Roxane Gay at the New Yorker Festival earlier this month Credit: Thos Robinson/Getty Images for The New Yorker

One of the most commanding, entertaining critics of contemporary culture, Roxane Gay is never one to shy away from tough topics. The 41-year-old writer and Purdue University associate professor tackled rape in her 2014 novel An Untamed State, race and gender in the essay collection Bad Feminist that same year, and since being named a contributing op-ed writer for the New York Times in March has weighed in on everything from Sandra Bland’s death at the hands of police to the bizarre reality-TV mating ritual of The Bachelorette. In anticipation of her Chicago Humanities Festival talk on Friday with “one of my favorite writers,” fellow Chicagoan Lindsay Hunter, Gay talked over the phone about becoming a feminist voice, her forthcoming book on obesity, and the fiction projects she’s juggling.
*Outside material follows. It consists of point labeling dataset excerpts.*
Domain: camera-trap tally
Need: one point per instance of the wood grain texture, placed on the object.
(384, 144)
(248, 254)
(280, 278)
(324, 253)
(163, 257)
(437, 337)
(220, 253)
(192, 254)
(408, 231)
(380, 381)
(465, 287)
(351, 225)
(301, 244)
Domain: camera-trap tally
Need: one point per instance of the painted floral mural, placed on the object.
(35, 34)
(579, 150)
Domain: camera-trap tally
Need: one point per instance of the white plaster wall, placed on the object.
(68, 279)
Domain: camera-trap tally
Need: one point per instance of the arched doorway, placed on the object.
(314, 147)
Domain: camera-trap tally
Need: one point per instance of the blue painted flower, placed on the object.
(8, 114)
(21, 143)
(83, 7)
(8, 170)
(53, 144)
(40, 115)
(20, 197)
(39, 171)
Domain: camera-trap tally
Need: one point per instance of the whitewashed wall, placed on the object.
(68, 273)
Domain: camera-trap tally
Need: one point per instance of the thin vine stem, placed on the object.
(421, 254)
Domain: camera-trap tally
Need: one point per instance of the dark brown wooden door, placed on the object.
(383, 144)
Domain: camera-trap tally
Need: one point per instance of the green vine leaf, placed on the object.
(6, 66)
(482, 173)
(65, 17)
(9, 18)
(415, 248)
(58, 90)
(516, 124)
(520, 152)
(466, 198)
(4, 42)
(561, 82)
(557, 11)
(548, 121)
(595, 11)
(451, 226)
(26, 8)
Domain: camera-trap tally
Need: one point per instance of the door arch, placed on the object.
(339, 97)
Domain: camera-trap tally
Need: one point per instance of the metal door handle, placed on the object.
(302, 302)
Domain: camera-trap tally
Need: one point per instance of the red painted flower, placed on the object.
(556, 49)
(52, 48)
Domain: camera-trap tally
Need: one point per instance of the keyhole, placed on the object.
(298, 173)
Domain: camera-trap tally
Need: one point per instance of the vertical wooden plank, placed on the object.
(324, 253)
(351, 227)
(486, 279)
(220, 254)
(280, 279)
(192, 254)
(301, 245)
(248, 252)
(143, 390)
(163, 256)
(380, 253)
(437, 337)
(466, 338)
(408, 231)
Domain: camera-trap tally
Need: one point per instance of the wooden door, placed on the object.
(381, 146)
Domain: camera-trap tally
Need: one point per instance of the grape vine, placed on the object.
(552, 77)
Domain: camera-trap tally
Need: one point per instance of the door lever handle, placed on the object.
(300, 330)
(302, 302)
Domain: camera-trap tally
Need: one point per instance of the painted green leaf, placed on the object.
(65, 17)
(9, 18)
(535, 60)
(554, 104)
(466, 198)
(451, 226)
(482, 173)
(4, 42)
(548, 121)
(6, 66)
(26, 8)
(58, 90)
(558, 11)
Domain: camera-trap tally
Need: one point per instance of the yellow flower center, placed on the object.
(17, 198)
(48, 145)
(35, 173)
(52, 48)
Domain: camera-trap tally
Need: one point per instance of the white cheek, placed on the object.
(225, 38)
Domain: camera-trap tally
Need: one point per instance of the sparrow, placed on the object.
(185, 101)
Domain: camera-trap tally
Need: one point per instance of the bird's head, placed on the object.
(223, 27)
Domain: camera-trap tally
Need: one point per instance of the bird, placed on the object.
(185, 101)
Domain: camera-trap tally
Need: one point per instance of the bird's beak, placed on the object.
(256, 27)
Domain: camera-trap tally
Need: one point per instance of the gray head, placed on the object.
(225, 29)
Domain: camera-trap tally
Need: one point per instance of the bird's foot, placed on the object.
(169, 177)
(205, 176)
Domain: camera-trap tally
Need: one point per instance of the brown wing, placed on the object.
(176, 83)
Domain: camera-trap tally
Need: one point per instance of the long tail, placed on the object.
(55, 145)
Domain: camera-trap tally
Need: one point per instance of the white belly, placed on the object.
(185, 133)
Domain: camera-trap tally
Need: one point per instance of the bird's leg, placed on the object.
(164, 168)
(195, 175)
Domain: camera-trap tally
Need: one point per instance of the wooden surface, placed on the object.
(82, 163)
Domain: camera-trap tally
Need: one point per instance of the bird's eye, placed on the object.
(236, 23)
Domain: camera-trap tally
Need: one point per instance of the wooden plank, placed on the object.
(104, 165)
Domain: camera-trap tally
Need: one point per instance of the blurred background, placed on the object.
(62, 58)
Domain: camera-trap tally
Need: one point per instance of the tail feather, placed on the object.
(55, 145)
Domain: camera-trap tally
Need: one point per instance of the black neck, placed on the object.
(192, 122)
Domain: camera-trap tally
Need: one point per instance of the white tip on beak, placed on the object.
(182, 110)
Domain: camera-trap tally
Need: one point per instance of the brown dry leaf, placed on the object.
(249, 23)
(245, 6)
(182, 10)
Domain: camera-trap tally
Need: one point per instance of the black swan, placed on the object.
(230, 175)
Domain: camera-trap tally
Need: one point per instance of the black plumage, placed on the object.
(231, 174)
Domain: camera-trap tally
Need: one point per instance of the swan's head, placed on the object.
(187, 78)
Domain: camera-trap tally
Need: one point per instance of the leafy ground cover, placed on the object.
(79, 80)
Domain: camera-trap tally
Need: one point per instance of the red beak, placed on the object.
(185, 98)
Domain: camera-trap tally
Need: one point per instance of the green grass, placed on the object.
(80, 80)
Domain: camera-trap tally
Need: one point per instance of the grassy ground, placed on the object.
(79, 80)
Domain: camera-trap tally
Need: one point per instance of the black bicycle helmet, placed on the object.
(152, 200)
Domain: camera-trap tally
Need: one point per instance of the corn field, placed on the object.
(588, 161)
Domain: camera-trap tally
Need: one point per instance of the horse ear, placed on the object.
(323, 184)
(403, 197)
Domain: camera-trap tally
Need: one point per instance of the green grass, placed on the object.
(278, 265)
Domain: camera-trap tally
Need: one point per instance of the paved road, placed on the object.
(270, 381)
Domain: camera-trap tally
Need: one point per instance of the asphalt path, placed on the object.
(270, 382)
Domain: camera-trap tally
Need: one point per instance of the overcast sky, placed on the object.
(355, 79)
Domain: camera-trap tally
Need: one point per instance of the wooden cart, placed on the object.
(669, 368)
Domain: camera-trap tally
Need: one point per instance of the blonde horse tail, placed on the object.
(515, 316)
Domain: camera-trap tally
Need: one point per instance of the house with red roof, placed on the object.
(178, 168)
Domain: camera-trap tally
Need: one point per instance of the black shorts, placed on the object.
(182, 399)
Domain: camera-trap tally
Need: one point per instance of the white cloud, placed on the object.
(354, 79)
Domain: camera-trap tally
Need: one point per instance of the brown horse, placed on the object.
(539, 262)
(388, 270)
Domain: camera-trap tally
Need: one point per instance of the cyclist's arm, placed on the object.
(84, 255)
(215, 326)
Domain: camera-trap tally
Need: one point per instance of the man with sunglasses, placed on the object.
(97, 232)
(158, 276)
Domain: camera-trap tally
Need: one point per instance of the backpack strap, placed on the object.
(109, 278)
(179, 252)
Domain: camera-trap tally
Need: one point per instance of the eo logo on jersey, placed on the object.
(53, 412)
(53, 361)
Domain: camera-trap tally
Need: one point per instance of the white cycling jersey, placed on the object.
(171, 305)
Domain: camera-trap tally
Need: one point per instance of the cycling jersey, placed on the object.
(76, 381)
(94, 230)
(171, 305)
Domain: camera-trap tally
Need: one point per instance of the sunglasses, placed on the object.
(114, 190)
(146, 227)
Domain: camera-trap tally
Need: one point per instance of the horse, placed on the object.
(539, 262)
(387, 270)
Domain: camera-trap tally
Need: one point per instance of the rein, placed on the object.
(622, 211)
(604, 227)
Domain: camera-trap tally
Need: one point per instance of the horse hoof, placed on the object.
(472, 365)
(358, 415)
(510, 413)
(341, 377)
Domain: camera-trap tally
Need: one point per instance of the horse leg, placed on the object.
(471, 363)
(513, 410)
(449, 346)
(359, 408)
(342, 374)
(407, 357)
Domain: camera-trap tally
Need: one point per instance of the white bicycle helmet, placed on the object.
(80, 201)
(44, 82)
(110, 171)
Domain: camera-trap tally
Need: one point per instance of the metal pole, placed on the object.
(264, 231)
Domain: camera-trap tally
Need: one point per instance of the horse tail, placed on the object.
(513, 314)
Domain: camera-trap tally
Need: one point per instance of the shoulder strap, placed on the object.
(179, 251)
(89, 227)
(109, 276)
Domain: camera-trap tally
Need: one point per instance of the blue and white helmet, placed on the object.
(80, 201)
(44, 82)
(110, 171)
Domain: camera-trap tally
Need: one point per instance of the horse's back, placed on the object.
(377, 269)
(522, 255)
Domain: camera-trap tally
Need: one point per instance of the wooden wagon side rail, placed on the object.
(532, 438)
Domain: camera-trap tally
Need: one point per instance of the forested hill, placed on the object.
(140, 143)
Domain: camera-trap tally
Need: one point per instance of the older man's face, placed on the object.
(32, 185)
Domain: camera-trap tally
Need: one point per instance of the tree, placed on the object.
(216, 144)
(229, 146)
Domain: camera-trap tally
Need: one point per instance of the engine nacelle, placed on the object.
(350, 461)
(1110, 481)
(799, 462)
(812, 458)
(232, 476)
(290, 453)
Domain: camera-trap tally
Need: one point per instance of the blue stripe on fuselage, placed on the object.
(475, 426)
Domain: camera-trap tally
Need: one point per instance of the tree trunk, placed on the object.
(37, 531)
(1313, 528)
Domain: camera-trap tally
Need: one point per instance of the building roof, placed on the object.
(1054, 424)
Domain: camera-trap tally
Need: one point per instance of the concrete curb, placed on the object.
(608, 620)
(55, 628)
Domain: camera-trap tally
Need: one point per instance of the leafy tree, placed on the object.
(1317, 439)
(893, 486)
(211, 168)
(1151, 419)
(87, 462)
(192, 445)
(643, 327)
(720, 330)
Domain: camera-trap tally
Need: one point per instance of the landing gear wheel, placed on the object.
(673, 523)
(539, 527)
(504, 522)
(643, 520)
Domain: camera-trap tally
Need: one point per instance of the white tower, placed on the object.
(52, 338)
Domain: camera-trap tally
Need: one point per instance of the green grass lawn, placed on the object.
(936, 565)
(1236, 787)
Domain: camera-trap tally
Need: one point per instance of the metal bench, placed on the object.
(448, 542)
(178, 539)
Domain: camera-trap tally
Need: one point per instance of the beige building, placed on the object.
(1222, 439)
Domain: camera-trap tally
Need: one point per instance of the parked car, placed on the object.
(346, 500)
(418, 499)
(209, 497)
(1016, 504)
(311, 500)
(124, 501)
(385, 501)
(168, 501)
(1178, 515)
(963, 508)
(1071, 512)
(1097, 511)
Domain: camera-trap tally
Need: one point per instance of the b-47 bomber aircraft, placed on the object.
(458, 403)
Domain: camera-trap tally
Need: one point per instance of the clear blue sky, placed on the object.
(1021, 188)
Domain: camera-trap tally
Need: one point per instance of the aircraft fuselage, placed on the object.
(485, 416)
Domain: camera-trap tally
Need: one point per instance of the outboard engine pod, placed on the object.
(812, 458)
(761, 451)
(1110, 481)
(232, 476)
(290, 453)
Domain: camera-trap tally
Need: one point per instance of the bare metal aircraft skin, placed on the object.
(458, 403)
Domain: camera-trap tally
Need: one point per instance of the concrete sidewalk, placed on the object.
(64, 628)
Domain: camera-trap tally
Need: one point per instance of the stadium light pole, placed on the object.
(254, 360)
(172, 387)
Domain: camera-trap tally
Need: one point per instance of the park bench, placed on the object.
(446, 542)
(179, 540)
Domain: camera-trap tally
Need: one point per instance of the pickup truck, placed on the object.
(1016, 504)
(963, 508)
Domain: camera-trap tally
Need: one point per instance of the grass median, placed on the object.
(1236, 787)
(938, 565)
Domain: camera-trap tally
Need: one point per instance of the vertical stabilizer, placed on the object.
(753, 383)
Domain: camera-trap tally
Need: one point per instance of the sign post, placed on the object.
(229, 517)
I loved Bad Feminist and the concepts you explore in it. What sort of reactions have you gotten from writing about things like competition between genders and representations of women in pop culture?

A lot of people have said that it’s helped them understand and find their place in feminism. Some people have said I loved your book but I disagree with everything you said, and people have said they’ve just downright hated it. It’s all been wonderful—well, not all. The people who really hate the book have no problem letting me know that. But everyone else has been wonderful, and I’ve had really great conversations that have helped me improve my thinking on the topic.

I feel feminism is still a misunderstood concept. Do you feel, through your writing and tweeting, that you can change the conversation?

I don’t know if I can change the conversation; I’m just one woman, but I can definitely be a part of that conversation. I definitely use my voice and say we need to be thinking about women’s rights and our right to bodily autonomy, and we need to be doing more to preserve those rights. We need to care about what’s going on.

I know you’re constantly writing essays about these issues and others, but do you have another book in the works?

Yeah, my next book will be out on June 7, 2016, and it’s called Hunger. It’s a memoir about my body, so it’s about trauma and obesity and what it’s like to live in this world with morbid obesity.

Why did that topic call to you?

Because I think we oftentimes see books about weight and they’re weight-loss memoirs with women on the cover standing in half of her jeans or her “fat pants.” And this is not that book. This is a book about what happens when you don’t have that triumphant story yet.

That’s such an important story to tell in a world full of magazine covers touting unrealistic weight-loss victories.

“I lost 100 pounds!” “I lost this eating that!” I mean, it’s great–I’m always happy, it’s always wonderful when someone is able to do that for themselves, but it’s also very difficult.

You wrote a bit about body image in Bad Feminist. How do the two books relate?

[Hunger] is just the next progression of my writing. Bad Feminist was definitely speaking about what it means to be a woman in this culture. That was a broader look, and this is a more specific look at the body and this culture’s effects on the body.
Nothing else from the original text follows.